If you truly want butterflies of course you need to provide them plants that help them more than just at the end of their lives. For before there is the wonder of the shimmering display of summer garden visitors there is the caterpillar eating its way through your garden securing a resting place mostly oblivious as it hide from your brood of song birds waiting for a meal. And worse perchance if you use chemicals, the caterpillar which can reduce a favorite spring plant to a stems and stalks is easily killed by wanton chemical applications. While butterflies are feeding off nectar and are not to particular as to the source, they are usually specialists in their fuzzy not so glorious to some caterpillar stage of life. In other words caterpillars tend to be specialists feeding on only one species of plant, not necessarily the one that you would plant for summer season flowering fireworks. And sometime the plant species with which they have evolved is one you also want to eat, thereby creating a collision of desires. Do you want the parsley, fennel and dill or the Black swallowtail, Papilio polyxenes asterius Stoll?

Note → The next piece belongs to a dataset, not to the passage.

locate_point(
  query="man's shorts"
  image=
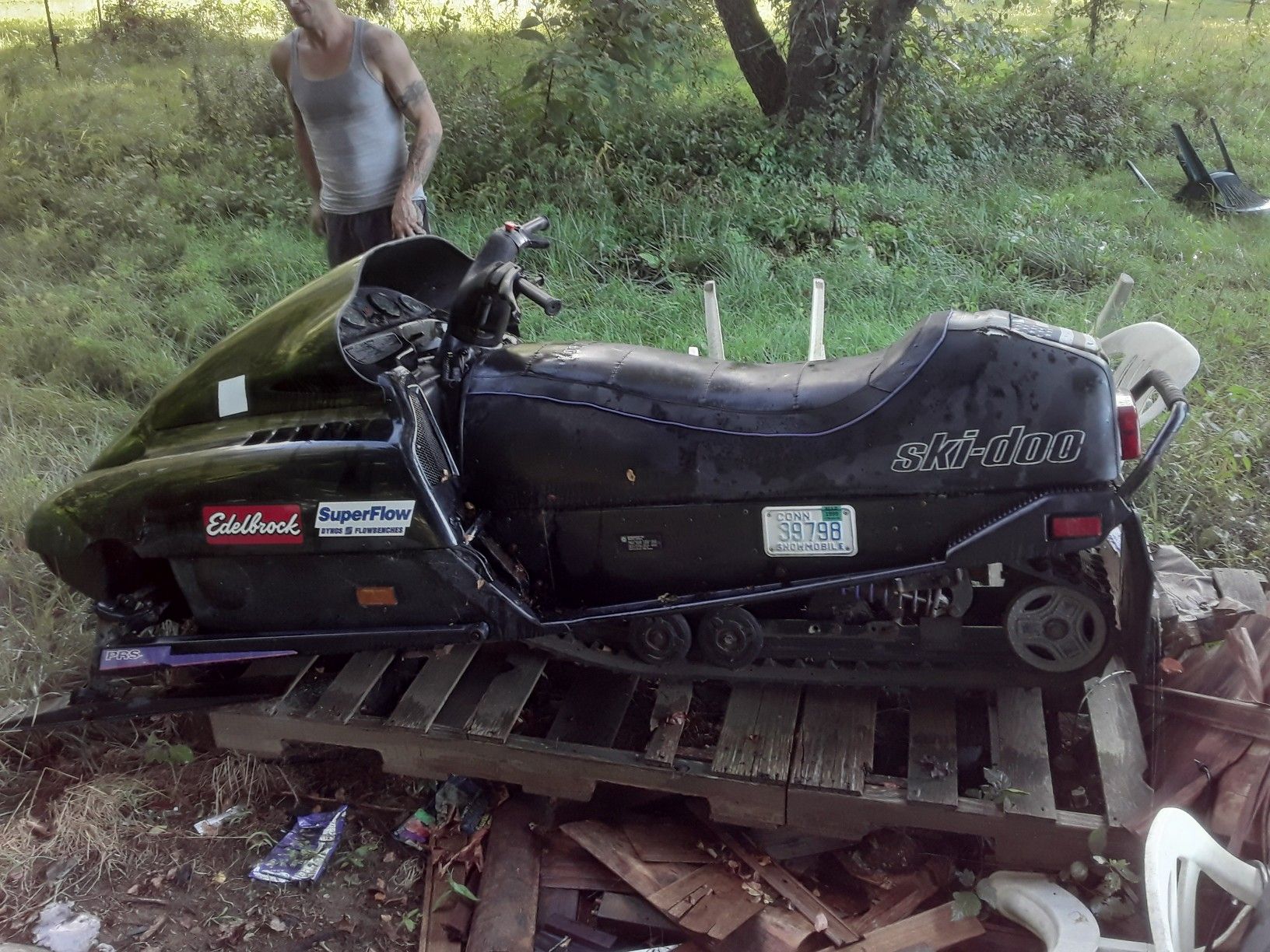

To me then falls the Grinch’s role of pointing our gingerly that there is a collision of desires lurking within the wonderfully created list. Invasive species, garden thugs that quickly climb the garden fence and escape into natural areas upsetting the native balance and sometimes displacing most of the native diversity prized in natural settings can be dangerous beauties. (Dangerous Beauty and other Invasive Species Traps Monday, May 25, 2009) In our fascination with homogenizing the world’s landscapes, we seek garden plants that will grow from Arizona to Maine and include Alaska and Hawaii too. Armed with this list we select those plants that are known to produce nectar in quantities readily available for the more flamboyant lepidopterans. We are not choosing plants for the caterpillars and in fact our one-size-fits-all lists have been written in part show-case plants that are not greatly affected by the endless hunger of caterpillars.
So in come waltzing the invasive species: butterfly bush, (non native) honeysuckles, privet, (non native) wisteria disguised because in deed they will supply nectar to butterflies even as they do not provide a food source for the caterpillars. Because invasive species are a global issue determined locally, what is invasive in your area o=is not necessarily invasive for some one in another part of the country. Many perennials like some species of daylilies, ground covers like English ivy, and beautiful shade trees like saw-tooth oaks may be invasive in certain situations and locations. I add the oak because all oaks are great food sources for 100s of different butterfly and moth species, but not all oaks are necessarily appropriate in your garden. Be careful what you wright; gardening is both a simple pleasure and a complex philosophy filled with dangerous beauty.